Он только вздохнул в ответ.
- Не припомните ли вы, - продолжал я, - некоего доктора Примроза, у которого покупали лошадь?
Тут он узнал меня - обычный полумрак, царивший в тюрьме, и сгущавшиеся сумерки помешали ему прежде разглядеть мои черты.
- Верно, сударь, - отвечал мистер Дженкинсон, - я вас отлично помню! Я купил у вас лошадь и забыл за нее заплатить, не так ли? Единственный опасный мне свидетель на ближайшей сессии суда - это ваш сосед Флембро, ибо он решительно намерен присягнуть в том, что я фальшивомонетчик... Я же от всей души раскаиваюсь, что обманул вас и что обманывал людей вообще, ибо вот, тут он указал на свои кандалы, - до чего довели меня плутни!
- Что ж, сударь, - отвечал я, - за вашу бескорыстную доброту ко мне я отплачу тем, что постараюсь смягчить, а то и вовсе избавить вас от показаний мистера Флембро, и с этой целью при первой же возможности направлю к нему своего сына.
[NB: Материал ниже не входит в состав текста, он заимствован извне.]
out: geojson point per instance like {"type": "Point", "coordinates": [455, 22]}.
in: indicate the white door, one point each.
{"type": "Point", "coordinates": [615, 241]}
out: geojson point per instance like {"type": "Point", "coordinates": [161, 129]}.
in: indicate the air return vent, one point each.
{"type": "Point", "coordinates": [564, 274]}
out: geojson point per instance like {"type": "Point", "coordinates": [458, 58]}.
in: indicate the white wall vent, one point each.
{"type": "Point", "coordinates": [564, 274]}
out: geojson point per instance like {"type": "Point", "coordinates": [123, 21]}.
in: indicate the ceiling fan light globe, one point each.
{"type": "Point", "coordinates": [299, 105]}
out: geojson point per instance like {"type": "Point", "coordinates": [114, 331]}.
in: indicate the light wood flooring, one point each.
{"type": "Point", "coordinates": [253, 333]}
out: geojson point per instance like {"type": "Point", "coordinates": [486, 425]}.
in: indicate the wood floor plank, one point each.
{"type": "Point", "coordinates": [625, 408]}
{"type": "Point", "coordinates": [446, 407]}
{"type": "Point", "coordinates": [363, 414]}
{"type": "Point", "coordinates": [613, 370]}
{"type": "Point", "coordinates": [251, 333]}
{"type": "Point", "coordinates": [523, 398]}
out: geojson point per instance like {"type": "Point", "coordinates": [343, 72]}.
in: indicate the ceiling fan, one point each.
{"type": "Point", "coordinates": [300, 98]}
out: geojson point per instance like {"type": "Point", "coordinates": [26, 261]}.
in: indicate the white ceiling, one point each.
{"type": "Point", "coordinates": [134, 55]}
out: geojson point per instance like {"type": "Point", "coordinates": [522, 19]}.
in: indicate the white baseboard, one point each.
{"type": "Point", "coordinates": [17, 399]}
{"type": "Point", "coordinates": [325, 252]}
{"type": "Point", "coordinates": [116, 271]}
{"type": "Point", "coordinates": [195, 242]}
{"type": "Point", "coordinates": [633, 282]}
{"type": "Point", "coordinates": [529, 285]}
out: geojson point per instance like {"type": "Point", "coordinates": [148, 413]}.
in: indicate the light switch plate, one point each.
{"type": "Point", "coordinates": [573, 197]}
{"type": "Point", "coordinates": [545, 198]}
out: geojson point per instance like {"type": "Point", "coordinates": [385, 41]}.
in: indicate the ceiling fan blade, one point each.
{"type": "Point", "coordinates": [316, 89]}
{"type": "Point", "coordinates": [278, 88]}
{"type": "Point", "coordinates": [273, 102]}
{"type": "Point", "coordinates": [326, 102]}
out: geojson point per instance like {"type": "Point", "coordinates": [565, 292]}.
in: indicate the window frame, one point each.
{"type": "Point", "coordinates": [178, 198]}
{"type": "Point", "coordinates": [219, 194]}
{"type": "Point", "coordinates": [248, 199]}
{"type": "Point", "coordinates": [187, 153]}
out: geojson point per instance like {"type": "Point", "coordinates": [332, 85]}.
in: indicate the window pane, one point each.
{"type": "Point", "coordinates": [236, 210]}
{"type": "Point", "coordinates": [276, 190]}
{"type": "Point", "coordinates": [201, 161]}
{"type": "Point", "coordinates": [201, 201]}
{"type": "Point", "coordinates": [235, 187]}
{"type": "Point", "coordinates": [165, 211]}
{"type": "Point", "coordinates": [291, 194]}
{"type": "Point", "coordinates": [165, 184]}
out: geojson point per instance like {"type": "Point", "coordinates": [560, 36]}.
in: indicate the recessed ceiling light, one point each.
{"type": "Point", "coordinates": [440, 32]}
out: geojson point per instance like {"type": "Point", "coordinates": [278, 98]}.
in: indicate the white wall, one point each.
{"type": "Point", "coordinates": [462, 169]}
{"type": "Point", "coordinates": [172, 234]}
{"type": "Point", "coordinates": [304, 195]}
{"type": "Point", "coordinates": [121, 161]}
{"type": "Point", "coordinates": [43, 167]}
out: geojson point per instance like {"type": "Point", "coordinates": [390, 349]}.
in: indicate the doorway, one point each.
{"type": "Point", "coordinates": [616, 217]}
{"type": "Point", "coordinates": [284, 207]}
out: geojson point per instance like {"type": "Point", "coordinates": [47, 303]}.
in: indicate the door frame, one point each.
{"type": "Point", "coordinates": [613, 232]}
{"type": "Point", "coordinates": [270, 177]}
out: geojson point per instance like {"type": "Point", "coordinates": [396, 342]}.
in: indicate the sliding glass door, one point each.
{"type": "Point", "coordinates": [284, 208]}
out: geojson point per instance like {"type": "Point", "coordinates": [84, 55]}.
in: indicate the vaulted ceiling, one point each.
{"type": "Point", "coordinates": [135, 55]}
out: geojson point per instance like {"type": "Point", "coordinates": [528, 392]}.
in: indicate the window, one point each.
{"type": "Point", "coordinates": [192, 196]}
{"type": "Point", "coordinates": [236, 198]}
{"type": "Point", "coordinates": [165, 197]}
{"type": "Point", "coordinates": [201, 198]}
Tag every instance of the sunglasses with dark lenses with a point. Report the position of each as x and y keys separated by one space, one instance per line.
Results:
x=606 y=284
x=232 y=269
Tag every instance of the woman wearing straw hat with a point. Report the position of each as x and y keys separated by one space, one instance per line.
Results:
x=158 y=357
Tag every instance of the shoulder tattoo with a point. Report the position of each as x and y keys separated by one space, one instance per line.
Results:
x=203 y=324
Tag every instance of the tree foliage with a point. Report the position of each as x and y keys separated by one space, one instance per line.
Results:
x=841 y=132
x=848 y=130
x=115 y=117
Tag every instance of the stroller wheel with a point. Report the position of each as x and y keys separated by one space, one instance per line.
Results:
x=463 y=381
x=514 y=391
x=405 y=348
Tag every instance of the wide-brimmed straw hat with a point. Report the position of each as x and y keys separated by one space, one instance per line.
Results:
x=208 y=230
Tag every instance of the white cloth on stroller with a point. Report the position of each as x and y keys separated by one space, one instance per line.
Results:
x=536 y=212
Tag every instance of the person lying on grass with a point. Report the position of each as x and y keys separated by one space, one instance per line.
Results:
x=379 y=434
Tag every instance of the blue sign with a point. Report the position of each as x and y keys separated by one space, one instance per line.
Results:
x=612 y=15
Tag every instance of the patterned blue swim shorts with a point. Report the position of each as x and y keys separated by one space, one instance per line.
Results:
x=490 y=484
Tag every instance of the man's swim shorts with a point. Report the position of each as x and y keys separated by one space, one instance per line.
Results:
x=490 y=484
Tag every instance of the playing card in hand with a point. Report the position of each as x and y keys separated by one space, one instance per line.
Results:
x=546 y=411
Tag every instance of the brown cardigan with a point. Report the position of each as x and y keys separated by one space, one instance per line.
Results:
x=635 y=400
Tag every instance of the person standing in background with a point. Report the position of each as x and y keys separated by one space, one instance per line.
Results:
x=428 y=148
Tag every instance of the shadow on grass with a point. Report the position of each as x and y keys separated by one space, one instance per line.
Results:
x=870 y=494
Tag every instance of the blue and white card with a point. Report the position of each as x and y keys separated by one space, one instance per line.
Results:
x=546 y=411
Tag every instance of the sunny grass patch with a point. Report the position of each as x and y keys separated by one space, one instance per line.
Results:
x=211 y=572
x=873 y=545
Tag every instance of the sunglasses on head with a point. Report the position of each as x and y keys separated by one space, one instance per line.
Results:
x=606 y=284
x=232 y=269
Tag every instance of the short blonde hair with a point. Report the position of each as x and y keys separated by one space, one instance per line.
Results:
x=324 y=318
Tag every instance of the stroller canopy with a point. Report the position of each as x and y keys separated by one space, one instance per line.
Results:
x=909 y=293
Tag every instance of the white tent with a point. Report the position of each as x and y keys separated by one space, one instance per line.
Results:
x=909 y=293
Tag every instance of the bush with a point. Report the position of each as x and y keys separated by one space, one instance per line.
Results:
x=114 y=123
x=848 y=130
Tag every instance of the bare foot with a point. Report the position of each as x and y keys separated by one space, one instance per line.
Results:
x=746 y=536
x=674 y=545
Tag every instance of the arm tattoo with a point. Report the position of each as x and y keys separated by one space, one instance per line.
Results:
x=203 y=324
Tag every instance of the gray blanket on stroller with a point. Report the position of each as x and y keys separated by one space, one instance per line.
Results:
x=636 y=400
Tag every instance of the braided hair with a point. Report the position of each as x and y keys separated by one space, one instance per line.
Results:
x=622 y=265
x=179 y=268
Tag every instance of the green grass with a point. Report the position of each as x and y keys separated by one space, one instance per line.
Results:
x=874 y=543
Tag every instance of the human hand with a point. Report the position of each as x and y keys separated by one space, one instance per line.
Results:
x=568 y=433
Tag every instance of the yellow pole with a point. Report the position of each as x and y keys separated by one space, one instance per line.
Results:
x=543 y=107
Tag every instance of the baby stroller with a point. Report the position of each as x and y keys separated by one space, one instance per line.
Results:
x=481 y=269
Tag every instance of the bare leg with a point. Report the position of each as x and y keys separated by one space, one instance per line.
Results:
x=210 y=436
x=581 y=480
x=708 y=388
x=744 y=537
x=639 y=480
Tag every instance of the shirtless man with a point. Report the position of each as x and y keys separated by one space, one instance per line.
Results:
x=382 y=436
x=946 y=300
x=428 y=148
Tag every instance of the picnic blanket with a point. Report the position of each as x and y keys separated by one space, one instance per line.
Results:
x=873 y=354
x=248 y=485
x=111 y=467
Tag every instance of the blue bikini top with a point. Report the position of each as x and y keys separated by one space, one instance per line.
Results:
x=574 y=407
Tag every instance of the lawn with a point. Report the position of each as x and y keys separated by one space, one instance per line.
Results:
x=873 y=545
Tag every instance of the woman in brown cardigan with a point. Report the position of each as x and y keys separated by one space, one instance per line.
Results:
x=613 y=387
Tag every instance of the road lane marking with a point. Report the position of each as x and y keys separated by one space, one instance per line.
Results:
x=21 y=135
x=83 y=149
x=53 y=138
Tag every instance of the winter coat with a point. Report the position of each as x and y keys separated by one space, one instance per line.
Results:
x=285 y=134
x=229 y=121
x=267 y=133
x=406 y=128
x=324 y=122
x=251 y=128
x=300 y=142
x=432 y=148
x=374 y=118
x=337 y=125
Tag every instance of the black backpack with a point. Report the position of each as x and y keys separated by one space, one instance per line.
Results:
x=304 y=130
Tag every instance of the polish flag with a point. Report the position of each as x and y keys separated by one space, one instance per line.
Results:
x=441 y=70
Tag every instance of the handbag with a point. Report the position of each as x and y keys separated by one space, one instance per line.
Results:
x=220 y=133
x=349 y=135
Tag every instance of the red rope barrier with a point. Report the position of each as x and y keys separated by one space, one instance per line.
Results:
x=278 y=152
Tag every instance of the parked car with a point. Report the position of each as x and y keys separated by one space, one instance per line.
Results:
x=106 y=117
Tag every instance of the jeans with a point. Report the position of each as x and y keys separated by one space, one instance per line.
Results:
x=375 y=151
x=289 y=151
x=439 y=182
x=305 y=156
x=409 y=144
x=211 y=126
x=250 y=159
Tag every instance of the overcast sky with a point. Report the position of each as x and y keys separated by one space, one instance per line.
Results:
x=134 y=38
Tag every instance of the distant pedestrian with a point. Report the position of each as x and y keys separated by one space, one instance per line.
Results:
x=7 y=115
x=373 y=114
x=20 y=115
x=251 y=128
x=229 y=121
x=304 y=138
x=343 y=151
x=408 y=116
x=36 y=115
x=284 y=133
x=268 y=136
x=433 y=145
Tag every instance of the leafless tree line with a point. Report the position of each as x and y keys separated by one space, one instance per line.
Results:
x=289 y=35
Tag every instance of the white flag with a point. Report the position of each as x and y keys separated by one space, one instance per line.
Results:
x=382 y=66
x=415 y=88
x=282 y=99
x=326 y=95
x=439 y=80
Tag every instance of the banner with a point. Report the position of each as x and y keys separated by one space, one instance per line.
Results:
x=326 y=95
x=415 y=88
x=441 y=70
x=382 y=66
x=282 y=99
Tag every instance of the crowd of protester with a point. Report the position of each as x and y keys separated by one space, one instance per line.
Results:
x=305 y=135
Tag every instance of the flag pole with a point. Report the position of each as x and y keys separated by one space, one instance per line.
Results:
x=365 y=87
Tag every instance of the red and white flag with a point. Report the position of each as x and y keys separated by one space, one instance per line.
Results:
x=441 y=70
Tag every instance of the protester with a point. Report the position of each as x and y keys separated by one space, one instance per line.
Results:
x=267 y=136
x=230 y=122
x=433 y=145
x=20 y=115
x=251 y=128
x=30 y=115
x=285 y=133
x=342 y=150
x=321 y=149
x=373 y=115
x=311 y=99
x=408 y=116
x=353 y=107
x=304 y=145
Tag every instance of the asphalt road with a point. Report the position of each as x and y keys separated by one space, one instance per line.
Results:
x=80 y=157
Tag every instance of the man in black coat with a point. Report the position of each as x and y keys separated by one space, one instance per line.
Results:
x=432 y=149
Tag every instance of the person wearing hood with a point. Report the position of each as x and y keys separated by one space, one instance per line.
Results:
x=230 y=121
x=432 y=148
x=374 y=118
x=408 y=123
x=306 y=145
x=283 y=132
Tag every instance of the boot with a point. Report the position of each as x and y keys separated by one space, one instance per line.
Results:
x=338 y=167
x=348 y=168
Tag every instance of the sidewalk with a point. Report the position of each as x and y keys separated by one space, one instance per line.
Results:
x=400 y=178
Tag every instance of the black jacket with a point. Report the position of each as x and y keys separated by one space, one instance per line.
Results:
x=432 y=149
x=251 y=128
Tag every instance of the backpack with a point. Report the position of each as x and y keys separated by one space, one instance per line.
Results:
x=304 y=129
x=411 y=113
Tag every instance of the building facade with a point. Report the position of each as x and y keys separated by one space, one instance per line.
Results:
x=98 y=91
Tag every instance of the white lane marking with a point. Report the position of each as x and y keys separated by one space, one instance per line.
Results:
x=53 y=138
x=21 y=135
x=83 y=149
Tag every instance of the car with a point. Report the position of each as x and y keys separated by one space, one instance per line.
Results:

И я ничуть не сомневаюсь, что он мою просьбу выполнит. Что до моих показаний, то вы можете быть совершенно спокойны.
- Ах, сударь, - воскликнул он, - я сделаю для вас все, что в моих силах. Больше половины моей постели я предоставлю вам и не дам вас в обиду в тюрьме, а я здесь как будто пользуюсь кое-каким влиянием.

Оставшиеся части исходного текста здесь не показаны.